Yves Kerremans en Noël Slangen: De eeuw van Marc Sleen

door Christophe Van Eecke

Na de grote bundeling van de interviews die Marc Sleen tijdens zijn leven gaf, brengen auteurs en Nerologen Yves Kerremans en Noël Slangen nu een groot biografisch koffietafelboek over de geestelijke vader van Nero waarin zij alle grote mijlpalen en thema’s uit Sleens leven hoofdstuksgewijs belichten. Dat alles wordt zeer ruimhartig geïllustreerd met een keur aan afbeeldingen, in grote mate zijn dat originele stroken, titelplaten en tekeningen die nooit eerder werden gepubliceerd. Op die manier krijgt de kijker niet alleen een inkijkje in de creatieve keuken van Sleen, maar wordt ook de veelzijdigheid van zijn oeuvre toegelicht.  
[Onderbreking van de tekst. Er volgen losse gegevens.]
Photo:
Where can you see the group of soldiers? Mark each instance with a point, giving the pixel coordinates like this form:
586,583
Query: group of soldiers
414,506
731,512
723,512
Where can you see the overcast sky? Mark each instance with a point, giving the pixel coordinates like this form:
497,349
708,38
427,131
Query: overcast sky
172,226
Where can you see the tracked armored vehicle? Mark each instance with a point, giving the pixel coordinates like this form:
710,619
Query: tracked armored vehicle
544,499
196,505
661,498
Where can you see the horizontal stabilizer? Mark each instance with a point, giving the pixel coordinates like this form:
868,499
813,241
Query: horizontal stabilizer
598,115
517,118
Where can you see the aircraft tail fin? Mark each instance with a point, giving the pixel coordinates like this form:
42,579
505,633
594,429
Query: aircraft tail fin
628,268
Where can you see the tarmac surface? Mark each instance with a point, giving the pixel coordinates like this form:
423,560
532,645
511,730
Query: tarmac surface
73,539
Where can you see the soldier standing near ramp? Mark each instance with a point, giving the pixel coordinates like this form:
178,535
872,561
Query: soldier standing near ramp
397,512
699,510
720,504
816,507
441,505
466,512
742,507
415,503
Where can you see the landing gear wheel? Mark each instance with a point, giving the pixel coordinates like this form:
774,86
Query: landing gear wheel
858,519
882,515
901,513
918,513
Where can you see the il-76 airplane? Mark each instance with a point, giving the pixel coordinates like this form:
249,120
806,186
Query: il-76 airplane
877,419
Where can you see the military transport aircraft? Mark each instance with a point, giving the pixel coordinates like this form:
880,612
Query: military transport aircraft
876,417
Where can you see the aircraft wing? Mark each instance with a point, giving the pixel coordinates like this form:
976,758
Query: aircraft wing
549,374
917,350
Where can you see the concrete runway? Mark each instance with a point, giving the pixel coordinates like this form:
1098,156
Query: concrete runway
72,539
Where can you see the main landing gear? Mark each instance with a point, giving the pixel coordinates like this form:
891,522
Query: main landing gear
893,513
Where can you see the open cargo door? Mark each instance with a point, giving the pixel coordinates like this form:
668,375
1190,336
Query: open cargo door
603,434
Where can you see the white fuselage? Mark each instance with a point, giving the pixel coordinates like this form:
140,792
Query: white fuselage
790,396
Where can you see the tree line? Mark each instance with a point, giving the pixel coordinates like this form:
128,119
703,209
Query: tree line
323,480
Deze uitgave, die eind vorig jaar de honderdste geboortedag van Sleen en de vijfenzeventigste verjaardag van het eerste optreden van Nero als dagbladverschijnsel markeerde, richt zich in de eerste plaats op fans en bewonderaars, maar ook op iedereen die geïnteresseerd is in de geschiedenis van het vaderlandse beeldverhaal. Zoals de auteurs aangeven, zijn veel uitspraken van Sleen in deze uitgave ontleend aan het eerdere interviewboek, waarmee deze verjaardagspublicatie duidelijk in dialoog staat. Maar de voornaamste aantrekkingskracht gaat natuurlijk uit van de prachtige iconografie, die voor geen enkele Nero-fanaat te versmaden is. De kwaliteit van zowel het bronmateriaal als de reproducties is uitmuntend.
 
Het boek zelf is niet geheel chronologisch opgebouwd en bevat ook thematische hoofdstukken. Hierdoor ontstaat mozaïekgewijs een divers beeld van Sleen, met bijzondere aandacht voor zijn strubbelingen met de censuur (met name over politiek gekleurde karikaturen), de rol van zijn grote liefde Mady in zijn leven, de manier waarop zijn tweede liefde Catharinea Kochuyt zijn blik op vrouwenzaken veranderde, het beeld dat hij van zijn geliefde Afrika creëerde, en uiteraard ook de meest traumatische ervaringen uit zijn leven: het verlies van zijn kind en zijn gevangenschap in de harde handen van de nazibeulen.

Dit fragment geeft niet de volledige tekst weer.